Retirement planning refers to the allocation of savings or revenue for retirement with the goal of achieving financial independence.
It should start from the day you start earning. It’s sound advice that almost nobody follows.
I’ve met people for whom retirement is ‘can’t wait’, a beginning of a more flexible existence, a chance to experience everything that just passed by in the first 60 odd years. As well as I have met people whom retirement is scary.
“Doing what you want” is easy to say, but freedom of any kind is hard work. Retirement Planning is a must do, and the sooner the better. There are five basics that all of us can do in embarking on a journey towards a more secured retirement.
1. Calculate What Retirement Is:
Plan your savings & calculate the future expenditure which will be incurred at the time you retire with retirement planning calculator. Miscalculating the retirement phase creates the risk of running out of corpus.
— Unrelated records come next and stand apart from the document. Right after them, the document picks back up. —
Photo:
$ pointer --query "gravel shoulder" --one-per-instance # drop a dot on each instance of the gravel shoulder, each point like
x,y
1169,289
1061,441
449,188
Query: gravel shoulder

2. Remember The Cost of Delay:
The best time to start saving for retirement is not when you are about to retire, but when you receive your first paycheck.
3. Make The Nest Egg Comfortable:
Retirement years are not the right time to be stressed; life before would have given you enough of that! It is important to accumulate enough to comfortably go through this phase.
4. Remember Expenses Rise:
The impact of inflation is hard to sink in. It adds to cost of living each year, and by the time we hit retirement, we have to spend much, much more than we do today to maintain the current lifestyle.
5. Don’t Forget Asset Allocation:
Asset allocation is often missed out while planning for retirement. What is right mix for your portfolio? It depends on when you start.
Never forget that retirement is journey and this journey is incomplete without the support of a financial advisor. While retirement planning is not complex, it is nuanced, and involves a lot of variables. It requires constant monitoring, which a professional can handle well.